Question

If a buffer contains 1.05M B and 0.750M BH+ has the pH of 9.5. What would be the pH after 0.005mol of HCL is added to 0.5L of solution

Answer 1

Calculate the new pH of a buffer solution after HCl is added by using the Henderson-Hasselbalch equation and adjusting the concentrations of the buffer components.

Step-by-step explanation:

The question involves calculating the pH of a buffer solution after the addition of HCl. In a buffer system containing 1.05M of B (a base) and 0.750M of BH+ (its conjugate acid), the pH is initially 9.5. To find the new pH after the addition of 0.005 mol of HCl to 0.5L of this buffer, we use the Henderson-Hasselbalch equation. Assuming that the volumes of the buffer and the added HCl are additive (which is a common approximation in buffer problems), we calculate the moles of HCl added and then adjust the concentration of BH+ and B accordingly, since HCl will convert B to BH+. With the new concentrations, we plug the values back into the Henderson-Hasselbalch equation to find the final pH.

Note: Without the specific pKa value or formula of the buffering agents, a numerical solution cannot be provided

Answer 2

Final pH: 9.49.

Round to two decimal places as in the question: 9.5.

Step-by-step explanation:

The conjugate of B is a cation that contains one more proton than B. The conjugate of B is an acid. As a result, B is a weak base.

What's the pKb of base B?

Consider the Henderson-Hasselbalch equation for buffers of a weak base and its conjugate acid ion.

`\displaystyle \text{pOH} = \text{pK}_b + \log{\frac{[\text{Salt}]}{[\text{Base}]}}`.

`\text{pOH} = \text{pK}_w - \text{pH}`.

`\text{pK}_w = 14`.

`\text{pOH} = 14 - 9.5 = 4.5`

`\displaystyle \text{pK}_b = \text{pOH} -\log{\frac{[\text{Salt}]}{[\text{Base}]}}\\\phantom{\text{pK}_b} = 4.5 - \log{(0.750)/(1.05)} \\\phantom{\text{pK}_b} =4.64613`.

What's the new salt-to-base ratio?

The 0.005 mol of HCl will convert 0.005 mol of base B to its conjugate acid ion BH⁺.

Initial:

• 
  `n(\text{B}) = c\cdot V = 1.05 * 0.5 = 0.525\;\text{mol}`;
• 
  `n(\text{BH}^(+)) = c\cdot V = 0.750 * 0.5 = 0.375\;\text{mol}`.

After adding the HCl:

• 
  `n(\text{B}) = 0.525 - 0.005 = 0.520\;\text{mol}`;
• 
  `n(\text{BH}^(+)) = 0.375+ 0.005 = 0.380\;\text{mol}`.

Assume that the volume is still 0.5 L:

• 
  `\displaystyle [\text{B}] = (n)/(V) = (0.520)/(0.5) = 1.04\;\text{mol}\cdot\text{dm}^(-3)`.
• 
  `\displaystyle [\text{BH}^(+)] = (n)/(V) = (0.380)/(0.5) = 0.760\;\text{mol}\cdot\text{dm}^(-3)`.

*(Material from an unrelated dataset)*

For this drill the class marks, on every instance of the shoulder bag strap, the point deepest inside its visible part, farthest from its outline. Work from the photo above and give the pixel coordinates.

What's will be the pH of the solution?

Apply the Henderson-Hasselbalch equation again:

`\displaystyle \text{pOH} = \text{pK}_b + \log{\frac{[\text{Salt}]}{[\text{Base}]}} = 4.64613 + \log{(0.760)/(1.04)} = 4.50991`

`\text{pH} = \text{pK}_w - \text{pOH}= 14 - 4.50991 = 9.49`.

The final pH is slightly smaller than the initial pH. That's expected due to the hydrochloric acid. However, the change is small due to the nature of buffer solutions: adding a small amount of acid or base won't significantly impact the pH of the solution.